Real resilience is derived from knowing when to stop work to rest and recover. Recovering means both mentally and physically re-booting.
by TM Women Mini-Magazine online
19 March 2023
Several years ago, Harvard Business Review published an article called, “Resilience is About How You Recharge, Not How You Endure” in which the writers explain that most people have a fundamental misconception of what it means to be resilient. Far from toughing out a grueling schedule or showing grit during an exhausting task, real resilience is derived from knowing when to stop work to rest and recover. Recovering means both mentally and physically re-booting.
In The Sleep Revolution, Arianna Huffington wrote, “We sacrifice sleep in the name of productivity, but ironically our loss of sleep, despite the extra hours we spend at work, adds up to 11 days of lost productivity per year per worker, or about $2,280.”

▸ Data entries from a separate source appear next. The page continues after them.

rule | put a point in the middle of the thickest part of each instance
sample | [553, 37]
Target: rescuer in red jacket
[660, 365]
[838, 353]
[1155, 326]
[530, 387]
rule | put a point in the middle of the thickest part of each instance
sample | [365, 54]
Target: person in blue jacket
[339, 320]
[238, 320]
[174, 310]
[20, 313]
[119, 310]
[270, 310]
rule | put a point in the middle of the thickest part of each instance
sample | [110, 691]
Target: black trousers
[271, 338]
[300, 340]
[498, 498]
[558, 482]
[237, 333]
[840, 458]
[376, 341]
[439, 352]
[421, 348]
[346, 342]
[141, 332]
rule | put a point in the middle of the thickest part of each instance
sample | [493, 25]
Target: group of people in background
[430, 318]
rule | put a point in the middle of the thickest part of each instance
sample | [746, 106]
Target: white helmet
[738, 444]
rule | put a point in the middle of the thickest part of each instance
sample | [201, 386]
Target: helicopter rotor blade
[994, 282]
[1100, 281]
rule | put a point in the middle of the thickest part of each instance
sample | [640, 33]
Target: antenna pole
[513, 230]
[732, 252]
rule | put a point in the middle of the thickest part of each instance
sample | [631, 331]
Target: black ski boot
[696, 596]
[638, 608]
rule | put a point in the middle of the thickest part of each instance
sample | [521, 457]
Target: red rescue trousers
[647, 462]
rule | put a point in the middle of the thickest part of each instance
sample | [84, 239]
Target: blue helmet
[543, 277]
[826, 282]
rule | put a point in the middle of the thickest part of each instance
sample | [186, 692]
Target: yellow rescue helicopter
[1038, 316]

The value of our recovering and rebooting periods increases in proportion to the amount of our work pressure. Homeostasis describes the brain’s ability to continuously restore and sustain well-being. A homeostatic effect of restoring well-being to the mind and body results in greater focus, creativity, energy, cognition, memory, and productivity.

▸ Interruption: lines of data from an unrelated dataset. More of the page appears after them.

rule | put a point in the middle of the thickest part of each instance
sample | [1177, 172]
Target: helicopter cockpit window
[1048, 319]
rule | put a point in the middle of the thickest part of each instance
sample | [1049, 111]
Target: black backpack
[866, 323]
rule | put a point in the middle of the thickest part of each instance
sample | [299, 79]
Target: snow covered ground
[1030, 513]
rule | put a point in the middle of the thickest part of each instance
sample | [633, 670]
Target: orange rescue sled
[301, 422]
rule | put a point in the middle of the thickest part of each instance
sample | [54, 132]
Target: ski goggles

The Transcendental Meditation technique must rate high on the homeostatic value scale, as it has been scientifically shown from research published over a span of fifty years to bring those very results. Rather than taking a break to shift to some other activity (such as chatting with friends or exercising) or simply taking a nap, transcending physical and mental activity to one’s inner state of wakeful, restful alertness is the very definition of how to revitalize.
In the TM practice, the mind effortlessly settles into and taps a state of silent, full mental potential at the simplest state of awareness. At the same time, the metabolism slows and the body deeply relaxes, eliminating stress and fatigue.
In the last decade, studies specifically measuring resilience have been published, including:
- a study in the Journal for Nurses in Professional Development, where research at Sarasota Memorial Hospital found clear statistical evidence that the TM technique can increase resilience and compassion satisfaction among nurses while decreasing burnout and secondary traumatic stress.
- a study published in Contemporary School Psychology, conducted by WestEd, a highly respected educational research, development, and service agency, showed that the Transcendental Meditation technique can significantly reduce anxiety and increase resilience among urban youth. Regular meditators (twice daily as prescribed) showed significant increases in class attendance and even greater improvements in resilience.